When I load (localy) my model this way, and try to save it locally:
from transformers import AutoTokenizer, AutoModelForCausalLM, Trainer
import quanto
import torch
import time
import os
os.environ["TOKENIZERS_PARALLELISM"] = "false"
quantization_config = QuantoConfig(weights="int8")
tokenizer = AutoTokenizer.from_pretrained("vicuna-7b-v1.5")
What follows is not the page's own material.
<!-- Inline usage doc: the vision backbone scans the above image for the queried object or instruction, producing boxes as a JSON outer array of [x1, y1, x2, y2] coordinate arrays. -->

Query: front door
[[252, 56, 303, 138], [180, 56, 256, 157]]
model = AutoModelForCausalLM.from_pretrained(
"vicuna-7b-v1.5",
torch_dtype=torch.float32,
quantization_config=quantization_config,
low_cpu_mem_usage=True)
model.save_pretrained(name_to_save="./vicuna-7b-v1.5-quant-8bit")
It casts this error
ValueError: The model is quantized with QuantizationMethod.QUANTO and is not serializable
When I load (locally) and apply 8-bit quantization along the way
from transformers import AutoTokenizer, AutoModelForCausalLM, Trainer
import quanto
import torch
import time
import os
os.environ["TOKENIZERS_PARALLELISM"] = "false"
tokenizer = AutoTokenizer.from_pretrained("vicuna-7b-v1.5")
model = AutoModelForCausalLM.from_pretrained("vicuna-7b-v1.5", low_cpu_mem_usage=True)
quanto.quantize(model, weights=quanto.qint8, activations=None)
quanto.freeze(model)
model.save_pretrained(name_to_save="./vicuna-7b-v1.5-quant-8bit")
I see this error when trying to save it:
ValueError: do_sample is set to False. However, temperature is set to 0.9 – this flag is only used in sample-based generation modes. Set do_sample=True or unset temperature to continue."
Doing what is saying in the messages do not help, and after a few hours around HF forums and stack overflow couldn’t find any solution as well. There are hints from some users, saying that downgrade transformers library fix the 2nd error, but it doesn’t work for me.